AMA’s 1908 scheme to falsify the source of the information used to compile the infamous 1910 “Flexner Report”

by faithgibson on July 11, 2021

Editor’s Note & Prologue:

It unusual to begin a topic with links to references and supporting documents, but this a very special case.

The general public doesn’t know much about the AMA or think about “organized medicine” very often. People certain aren’t aware that the single biggest reason that our “healthcare” system is both dysfunction and unproductively expensive goes straight back to a medical monopoly slowly created by the AMA over the last 150 years.

Having achieved that nefarious goal, they set out to make sure that Americans would NEVER have a more cost-efficient national health care system like those enjoyed by the vast majority of other wealthy developed countries.

Since the AMA created its Scope of Practice Partnership (SOPP) in 2006 its newest target, and that of its 105 member organizations, is to exploit, control and extinguish the independent practice of professional non-MD practitioners and make it illegal to get reimbursed by third parties. In 2020, the AMA’s published its “Victory” letter, bragging that it got new laws passed in 22 states that make the independent practice of 10 different professional categories of non-MD practitioners illegal .

According to its website, political lobbying by the AMA’s SOOP in 2019 & 2020 got legislation passed in 22 states that barred the independent practice of:

Naturopaths, nurse-midwives, nurse-practitioners, nurse-anesthetists, optometrists, pharmacists, physical therapists, podiatrists, physician-assistants, and psychologists

In the states of:

Alabama, Arizona, Arkansas, California, Colorado, Connecticut, Florida, Hawaii, Illinois, Indiana, Iowa, Louisiana, Maine, Maryland, Mississippi, Montana, Nebraska, Nevada, Oregon, Ohio, Tennessee, and Vermont.

This legislation also makes it illegal for these professional practitioners to be directly compensated for their services. Under theses new laws, previously self-employed healthcare professionals (the majority of whom are women, often with families to support) either have to find a new profession or get an MD to hire them in order to do the job they have been educated and clinically trained to do. When they work in a doctor’s office, their MD-employer gets to bill insurance companies and Medicare-Medicaid program at MD prices for care provided their employee-practitioners.

An official “Memorandum” by the California Medical Board described this practice as:

…. the hiring of additional allied health care professionals has not really done anything to benefit patients.
…. the manner in which they are being hired and used now, they are really only serving to increase the income of physicians.

Although physicians are hiring more Physician Assistants and Nurse Practitioners, and often patients never see the physician, the patients are charged the same amount for an office visit.

This is income for the physician, but there is no cost saving to the patient.

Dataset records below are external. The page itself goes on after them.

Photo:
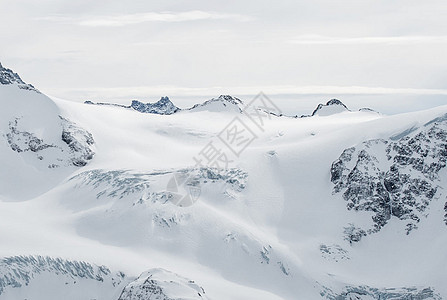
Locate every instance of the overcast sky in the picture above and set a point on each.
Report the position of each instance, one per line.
(141, 49)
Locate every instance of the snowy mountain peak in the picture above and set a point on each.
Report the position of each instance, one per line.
(333, 106)
(7, 76)
(164, 106)
(222, 103)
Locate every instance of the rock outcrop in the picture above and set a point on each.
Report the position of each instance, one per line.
(393, 178)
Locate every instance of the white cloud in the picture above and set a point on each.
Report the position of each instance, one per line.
(324, 40)
(131, 19)
(158, 91)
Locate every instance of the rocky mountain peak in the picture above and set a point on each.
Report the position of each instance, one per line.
(7, 76)
(221, 103)
(164, 106)
(333, 106)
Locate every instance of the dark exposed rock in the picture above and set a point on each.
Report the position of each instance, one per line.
(332, 102)
(366, 292)
(164, 106)
(393, 178)
(22, 141)
(159, 284)
(225, 100)
(79, 142)
(7, 76)
(18, 271)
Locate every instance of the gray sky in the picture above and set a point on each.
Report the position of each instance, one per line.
(144, 49)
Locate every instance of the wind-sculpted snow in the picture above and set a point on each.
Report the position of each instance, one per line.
(221, 103)
(370, 293)
(159, 284)
(22, 141)
(164, 106)
(53, 152)
(122, 183)
(79, 142)
(21, 271)
(393, 179)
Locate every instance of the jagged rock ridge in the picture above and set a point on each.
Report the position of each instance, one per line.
(164, 106)
(392, 179)
(221, 103)
(7, 76)
(367, 293)
(331, 107)
(78, 140)
(20, 271)
(159, 284)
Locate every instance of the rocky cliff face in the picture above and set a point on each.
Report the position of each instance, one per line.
(21, 271)
(75, 146)
(395, 178)
(221, 103)
(7, 76)
(331, 107)
(164, 106)
(159, 284)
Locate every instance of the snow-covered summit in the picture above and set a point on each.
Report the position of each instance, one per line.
(223, 103)
(7, 76)
(333, 106)
(164, 106)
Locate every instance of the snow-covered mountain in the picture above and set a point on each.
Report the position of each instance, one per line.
(104, 202)
(223, 103)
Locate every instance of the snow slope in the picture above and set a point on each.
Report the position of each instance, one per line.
(276, 222)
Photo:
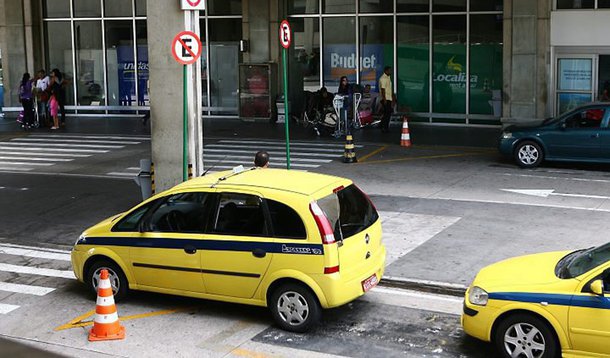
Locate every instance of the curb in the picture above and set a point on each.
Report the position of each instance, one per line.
(443, 288)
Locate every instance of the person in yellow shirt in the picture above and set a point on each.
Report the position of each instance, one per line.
(387, 98)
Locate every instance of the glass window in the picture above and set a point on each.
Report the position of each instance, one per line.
(376, 49)
(120, 63)
(412, 5)
(56, 8)
(286, 222)
(184, 213)
(140, 7)
(376, 6)
(575, 4)
(302, 7)
(59, 54)
(486, 5)
(485, 63)
(87, 8)
(338, 6)
(223, 67)
(413, 44)
(89, 62)
(240, 214)
(448, 5)
(305, 60)
(339, 51)
(117, 8)
(142, 52)
(223, 7)
(449, 64)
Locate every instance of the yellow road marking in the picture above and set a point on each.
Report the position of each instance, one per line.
(424, 157)
(376, 151)
(80, 320)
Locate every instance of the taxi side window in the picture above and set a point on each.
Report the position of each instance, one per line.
(181, 213)
(240, 215)
(286, 222)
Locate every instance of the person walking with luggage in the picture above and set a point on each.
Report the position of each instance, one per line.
(25, 97)
(387, 98)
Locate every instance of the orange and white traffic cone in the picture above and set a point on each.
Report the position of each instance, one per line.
(106, 324)
(405, 137)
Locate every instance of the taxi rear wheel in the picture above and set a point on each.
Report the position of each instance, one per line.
(524, 335)
(117, 278)
(294, 307)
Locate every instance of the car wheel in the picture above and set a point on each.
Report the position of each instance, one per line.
(528, 154)
(295, 308)
(118, 281)
(524, 335)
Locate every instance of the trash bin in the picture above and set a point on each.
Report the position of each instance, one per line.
(143, 179)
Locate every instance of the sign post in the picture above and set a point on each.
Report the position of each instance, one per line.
(186, 49)
(285, 39)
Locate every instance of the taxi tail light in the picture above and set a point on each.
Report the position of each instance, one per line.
(326, 231)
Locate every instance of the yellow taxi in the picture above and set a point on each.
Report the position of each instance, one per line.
(543, 305)
(293, 241)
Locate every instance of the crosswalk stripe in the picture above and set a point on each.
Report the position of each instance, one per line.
(280, 153)
(89, 136)
(25, 289)
(54, 154)
(34, 253)
(220, 156)
(17, 145)
(52, 150)
(37, 159)
(279, 146)
(307, 144)
(25, 163)
(37, 271)
(6, 308)
(46, 140)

Members, Division of Licensing Date: October 19, 1993
Medical Board of California — Robert del Junco, M.D. Chair [former president of the MBC]
Subject: Status Report: HEALTH POLICY AND RESOURCES TASK FORCE

Link to the AMA’s 2020 online “Victory” letter

For that reason, I am providing links to these references up-front. That makes it easy to read them before, during or after reading the rest of this post.

Here is the link to the original document used in this post, which came from the AMA’s own website:

AMA_Flexner_lttr-coverup_OloladeOlakanmi_1910.

There are also linked references that provide additional support for the assertions by myself and many people that the politics of the AMA is the root and branch of our dysfunction, unproductively expensive healthcare/medical services delivery system. For far too many Americans, what is suppose to be supportive and therapeutic system turned out to be source of needless suffering, unnecessary disabilities and preventable death.

Our inefficient, ineffective, unproductively expensive medical care disadvantages the US economy and reduces our ability to compete globally

The much higher and ever escalating cost of our systematically broken model of healthcare puts the US at a great disadvantages in the global marketplace. Just one brief example came from Toyota in 2009, acknowledging that employee health care expenses adds the company $700 of the selling price of every car that rolls of their assembly lines. I’m sure it’s much high in 2021.

Other links

1. The Amazing Logistics of Flexner’s Fieldwork by Mark D. Hiatt, MD, MBA (AAPS).

This is a contemporary article researched and written by an MD. It exposed the literal impossibility of Abraham Flexner to travel by train and stagecoach to make one or two-day visits to evaluate all 167 medical school campuses in the entirety of North American (US including Rocky Mountain states and Canada) in 8 months as claimed. According to Dr. Hiatt’s extensive research, this was physically impossible. Flexner and the Carnegie Foundation Apparently relied heavily on information supplied by the AMA’s Council on Education to draw up the list of medical schools that would be forced to close by the AMA.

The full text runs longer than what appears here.